Every actor instance has its own state manager: a dictionary-like data structure that reliably stores key/value pairs. The state manager is a wrapper around a state provider. You can use it to store data regardless of which persistence setting is used. It does not provide any guarantees that a running actor service can be changed from a volatile (in-memory-only) state setting to a persisted state setting through a rolling upgrade while preserving data. However, it is possible to change replica count for a running service.

State manager keys must be strings. Values are generic and can be any type, including custom types. Values stored in the state manager must be data contract serializable because they might be transmitted over the network to other nodes during replication and might be written to disk, depending on an actor's state persistence setting.

The state manager exposes common dictionary methods for managing state, similar to those found in Reliable Dictionary.

For examples of managing actor state, read Access, save, and remove Reliable Actors state.

Best practices

Here are some suggested practices and troubleshooting tips for managing your actor state.

Make the actor state as granular as possible

This is critical for performance and resource usage of your application. Whenever there is any write/update to the "named state" of an actor, the whole value corresponding to that "named state" is serialized and sent over the network to the secondary replicas. The secondaries write it to local disk and reply back to the primary replica. When the primary receives acknowledgements from a quorum of secondary replicas, it writes the state to its local disk.

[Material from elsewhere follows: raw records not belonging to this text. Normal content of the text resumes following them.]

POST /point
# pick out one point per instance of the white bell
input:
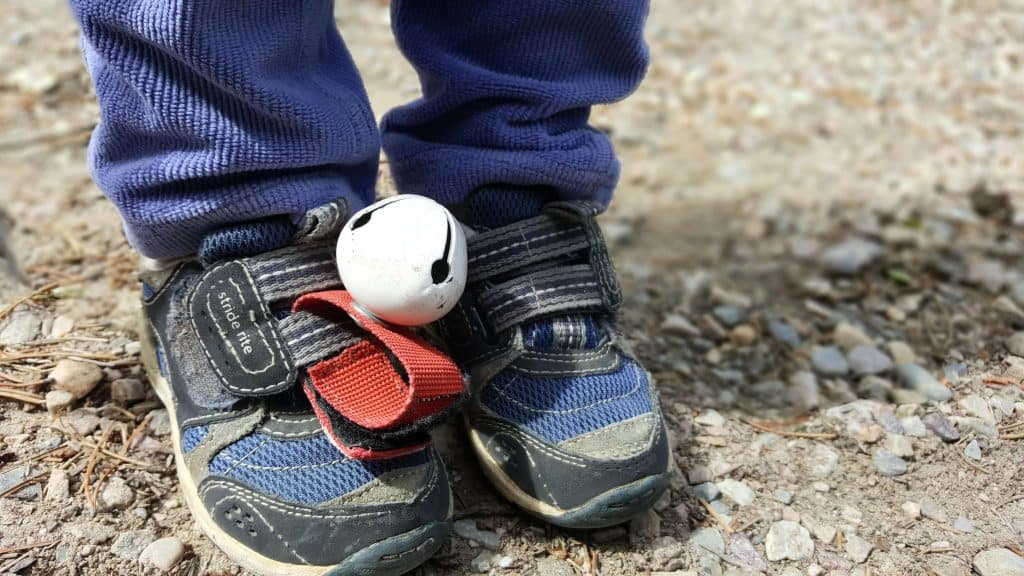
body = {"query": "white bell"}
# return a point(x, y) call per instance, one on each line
point(403, 259)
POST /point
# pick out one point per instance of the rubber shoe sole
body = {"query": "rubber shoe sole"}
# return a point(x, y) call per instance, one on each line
point(392, 557)
point(609, 508)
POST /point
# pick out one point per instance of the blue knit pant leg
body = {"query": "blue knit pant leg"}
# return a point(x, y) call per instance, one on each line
point(217, 112)
point(507, 92)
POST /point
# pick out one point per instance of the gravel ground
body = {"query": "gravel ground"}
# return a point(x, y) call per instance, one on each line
point(816, 230)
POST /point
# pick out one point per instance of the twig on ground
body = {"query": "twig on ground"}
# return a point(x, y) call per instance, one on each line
point(25, 397)
point(22, 548)
point(791, 434)
point(42, 290)
point(86, 482)
point(27, 482)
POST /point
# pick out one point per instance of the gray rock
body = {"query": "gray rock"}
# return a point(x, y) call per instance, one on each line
point(58, 486)
point(977, 407)
point(481, 563)
point(646, 526)
point(667, 553)
point(941, 426)
point(913, 426)
point(901, 353)
point(857, 548)
point(962, 524)
point(998, 562)
point(736, 491)
point(915, 377)
point(823, 461)
point(14, 477)
point(946, 566)
point(865, 360)
point(851, 256)
point(848, 336)
point(888, 463)
point(804, 392)
point(116, 495)
point(1015, 343)
point(828, 361)
point(129, 545)
point(932, 510)
point(889, 421)
point(986, 273)
point(704, 539)
point(57, 401)
point(127, 391)
point(698, 474)
point(744, 556)
point(163, 553)
point(784, 333)
point(788, 540)
point(899, 445)
point(679, 325)
point(875, 387)
point(77, 377)
point(467, 529)
point(711, 418)
point(904, 396)
point(708, 491)
point(160, 423)
point(20, 326)
point(973, 451)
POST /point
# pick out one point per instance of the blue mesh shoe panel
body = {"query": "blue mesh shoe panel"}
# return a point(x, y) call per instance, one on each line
point(192, 437)
point(564, 333)
point(557, 409)
point(303, 471)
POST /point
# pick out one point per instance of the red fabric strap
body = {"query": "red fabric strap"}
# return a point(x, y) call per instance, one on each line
point(363, 384)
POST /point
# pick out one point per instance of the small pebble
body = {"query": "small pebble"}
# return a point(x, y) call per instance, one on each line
point(857, 548)
point(899, 445)
point(784, 333)
point(867, 360)
point(915, 377)
point(934, 511)
point(116, 495)
point(973, 451)
point(962, 524)
point(481, 563)
point(736, 491)
point(901, 353)
point(910, 509)
point(708, 492)
point(848, 336)
point(888, 463)
point(742, 335)
point(851, 256)
point(913, 426)
point(941, 426)
point(788, 540)
point(77, 377)
point(828, 361)
point(163, 553)
point(998, 562)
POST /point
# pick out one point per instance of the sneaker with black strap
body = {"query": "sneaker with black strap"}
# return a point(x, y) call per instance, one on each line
point(563, 418)
point(300, 428)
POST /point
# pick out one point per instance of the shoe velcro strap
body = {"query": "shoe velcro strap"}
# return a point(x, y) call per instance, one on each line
point(572, 289)
point(391, 379)
point(497, 252)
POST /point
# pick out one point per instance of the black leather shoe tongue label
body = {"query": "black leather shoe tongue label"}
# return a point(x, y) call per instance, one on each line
point(238, 333)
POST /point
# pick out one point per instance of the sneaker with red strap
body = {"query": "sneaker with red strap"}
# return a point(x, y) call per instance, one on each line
point(300, 427)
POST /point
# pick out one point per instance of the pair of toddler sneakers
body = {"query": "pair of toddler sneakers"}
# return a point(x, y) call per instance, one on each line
point(301, 432)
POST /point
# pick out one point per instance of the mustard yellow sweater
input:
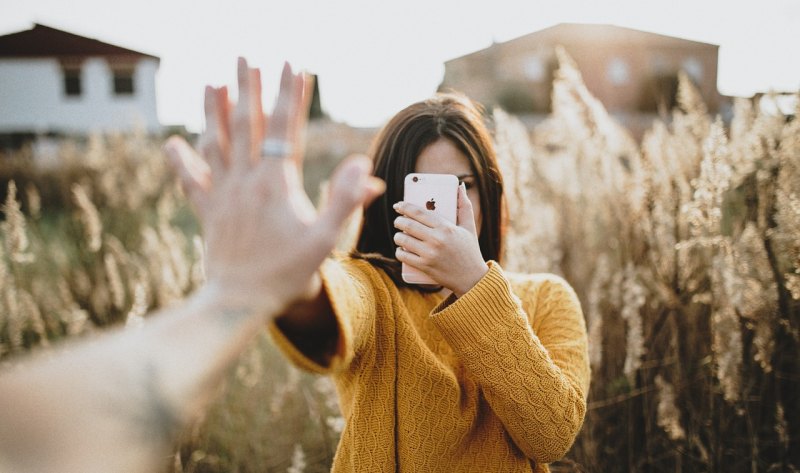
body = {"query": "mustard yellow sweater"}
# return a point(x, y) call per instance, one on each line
point(493, 381)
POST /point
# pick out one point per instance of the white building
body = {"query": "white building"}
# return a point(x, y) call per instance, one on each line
point(55, 82)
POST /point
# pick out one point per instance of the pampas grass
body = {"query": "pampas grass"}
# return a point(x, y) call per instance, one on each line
point(684, 249)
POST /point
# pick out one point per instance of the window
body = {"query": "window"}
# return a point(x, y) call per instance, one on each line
point(72, 81)
point(123, 81)
point(618, 71)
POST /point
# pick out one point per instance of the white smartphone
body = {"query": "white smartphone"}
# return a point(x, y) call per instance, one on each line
point(436, 193)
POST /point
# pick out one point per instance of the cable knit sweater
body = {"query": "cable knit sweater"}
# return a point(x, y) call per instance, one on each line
point(492, 381)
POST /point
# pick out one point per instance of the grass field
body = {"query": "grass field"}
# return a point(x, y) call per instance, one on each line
point(684, 249)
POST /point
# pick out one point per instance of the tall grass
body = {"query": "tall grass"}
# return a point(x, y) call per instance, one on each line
point(684, 250)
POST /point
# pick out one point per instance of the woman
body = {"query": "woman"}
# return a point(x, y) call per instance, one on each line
point(487, 371)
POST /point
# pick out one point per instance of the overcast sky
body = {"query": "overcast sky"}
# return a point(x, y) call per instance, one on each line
point(374, 57)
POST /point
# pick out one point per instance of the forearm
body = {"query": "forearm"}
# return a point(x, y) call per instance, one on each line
point(311, 326)
point(114, 402)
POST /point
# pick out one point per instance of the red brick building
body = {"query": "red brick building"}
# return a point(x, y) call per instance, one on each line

For example, suppose the value is a class which has 20 members and a size of 1 MB. Even if you only modified one of the class members which is of size 1 KB, you end up paying the cost of serialization and network and disk writes for the full 1 MB. Similarly, if the value is a collection (such as a list, array, or dictionary), you pay the cost for the complete collection even if you modify one of it's members. The StateManager interface of the actor class is like a dictionary. You should always model the data structure representing actor state on top of this dictionary.

Correctly manage the actor's life-cycle

You should have clear policy about managing the size of state in each partition of an actor service. Your actor service should have a fixed number of actors and reuse them as much as possible. If you continuously create new actors, you must delete them once they are done with their work. The actor framework stores some metadata about each actor that exists. Deleting all the state of an actor does not remove metadata about that actor. You must delete the actor (see deleting actors and their state) to remove all the information about it stored in the system. As an extra check, you should query the actor service (see enumerating actors) once in a while to make sure the number of actors are within the expected range.

If you ever see that database file size of an Actor Service is increasing beyond the expected size, make sure that you are following the preceding guidelines. If you are following these guidelines and are still experiencing database file size issues, you should open a support ticket with the product team to get help.